The exterior of the couple's home still maintains its historic roots.
Custom concrete countertops in the kitchen were fabricated on-site by a friend of the owners. By layering light and heavy textures, the space feels balanced.
Looking at the design now, it's hard to believe that a lack of natural light was the biggest challenge for the designers. Light colors and light-wood walls allow light to pass through the large building.
With such a large area to work with, it was necessary to add layers and to the walls. That's especially clear in the kitchen, as a mix of materials define and personalize the space.
Plywood was used throughout the kitchen — and on the nearby stairs and bench — and it was all built on-site by the contractor. The white kitchen cabinets were supplied from Ikea.

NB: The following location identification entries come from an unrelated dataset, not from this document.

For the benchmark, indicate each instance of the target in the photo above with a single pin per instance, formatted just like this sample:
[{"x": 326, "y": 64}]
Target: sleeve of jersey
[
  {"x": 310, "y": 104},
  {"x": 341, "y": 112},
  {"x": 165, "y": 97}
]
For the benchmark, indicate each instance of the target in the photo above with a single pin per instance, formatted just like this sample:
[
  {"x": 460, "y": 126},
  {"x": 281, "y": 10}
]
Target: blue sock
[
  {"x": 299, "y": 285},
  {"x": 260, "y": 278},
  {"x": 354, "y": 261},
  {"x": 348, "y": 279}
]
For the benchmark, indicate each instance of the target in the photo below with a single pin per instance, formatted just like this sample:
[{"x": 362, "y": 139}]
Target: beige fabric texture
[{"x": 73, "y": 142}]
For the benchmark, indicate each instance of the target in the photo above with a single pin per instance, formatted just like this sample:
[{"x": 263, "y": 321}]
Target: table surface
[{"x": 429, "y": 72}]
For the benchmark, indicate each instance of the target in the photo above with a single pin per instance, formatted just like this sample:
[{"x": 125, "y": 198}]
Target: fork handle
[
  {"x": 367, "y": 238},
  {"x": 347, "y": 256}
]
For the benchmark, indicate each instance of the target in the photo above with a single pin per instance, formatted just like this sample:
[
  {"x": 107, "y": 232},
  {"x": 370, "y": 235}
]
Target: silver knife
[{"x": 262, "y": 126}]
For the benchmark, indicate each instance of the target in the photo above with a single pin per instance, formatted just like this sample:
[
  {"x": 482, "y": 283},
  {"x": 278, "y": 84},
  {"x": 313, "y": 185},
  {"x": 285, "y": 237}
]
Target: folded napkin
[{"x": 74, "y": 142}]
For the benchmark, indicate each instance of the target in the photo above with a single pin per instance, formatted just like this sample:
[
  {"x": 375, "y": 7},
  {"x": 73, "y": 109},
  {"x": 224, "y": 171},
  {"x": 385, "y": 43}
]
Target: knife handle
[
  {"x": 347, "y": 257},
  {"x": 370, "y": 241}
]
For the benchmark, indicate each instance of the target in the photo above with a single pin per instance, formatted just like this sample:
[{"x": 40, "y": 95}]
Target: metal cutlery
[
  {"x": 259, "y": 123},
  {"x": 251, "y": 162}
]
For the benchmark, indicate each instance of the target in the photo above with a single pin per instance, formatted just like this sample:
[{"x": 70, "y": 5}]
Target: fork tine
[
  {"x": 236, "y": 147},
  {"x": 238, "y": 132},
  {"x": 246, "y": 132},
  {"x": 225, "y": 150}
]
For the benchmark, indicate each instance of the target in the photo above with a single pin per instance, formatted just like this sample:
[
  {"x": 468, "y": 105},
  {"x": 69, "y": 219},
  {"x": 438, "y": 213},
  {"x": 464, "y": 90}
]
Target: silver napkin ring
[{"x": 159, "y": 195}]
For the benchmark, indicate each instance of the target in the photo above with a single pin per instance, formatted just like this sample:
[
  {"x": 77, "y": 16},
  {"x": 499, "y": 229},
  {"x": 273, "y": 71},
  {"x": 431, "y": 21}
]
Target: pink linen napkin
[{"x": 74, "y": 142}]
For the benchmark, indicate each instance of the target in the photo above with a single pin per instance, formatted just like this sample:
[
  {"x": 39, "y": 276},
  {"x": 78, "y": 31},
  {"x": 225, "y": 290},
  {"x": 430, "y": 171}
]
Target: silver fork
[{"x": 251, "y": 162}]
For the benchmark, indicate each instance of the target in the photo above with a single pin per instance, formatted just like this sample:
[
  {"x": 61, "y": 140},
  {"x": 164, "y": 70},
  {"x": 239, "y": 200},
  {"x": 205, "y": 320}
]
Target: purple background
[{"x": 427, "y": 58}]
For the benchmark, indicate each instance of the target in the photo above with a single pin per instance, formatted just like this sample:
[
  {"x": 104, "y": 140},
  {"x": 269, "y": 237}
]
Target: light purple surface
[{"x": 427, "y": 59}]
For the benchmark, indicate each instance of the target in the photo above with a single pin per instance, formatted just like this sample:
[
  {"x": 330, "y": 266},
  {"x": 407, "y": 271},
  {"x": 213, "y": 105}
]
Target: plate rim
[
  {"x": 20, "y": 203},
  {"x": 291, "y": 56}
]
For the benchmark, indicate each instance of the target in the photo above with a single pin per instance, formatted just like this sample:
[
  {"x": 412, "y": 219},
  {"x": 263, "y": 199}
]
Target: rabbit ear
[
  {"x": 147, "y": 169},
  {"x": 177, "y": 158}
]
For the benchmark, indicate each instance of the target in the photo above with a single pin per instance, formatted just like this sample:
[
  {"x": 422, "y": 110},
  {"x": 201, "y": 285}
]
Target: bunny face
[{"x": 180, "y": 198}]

The owner's original artwork hangs above the stairs and fireplace.
The use of plywood continues to the study, which has custom bookshelves built on-site.
The unconventional study area has floor-to-ceiling shelving, and a heightened platform for more space to entertain and store things away.
The design team took advantage of the large existing steel beams, original to the 1800s-era building, by using them to bring the stairs up to the bedrooms. "We decided to remove an existing wall that was below the beam and install the wood screen and sliding shoji panels to bring more light into the room," Jordan said.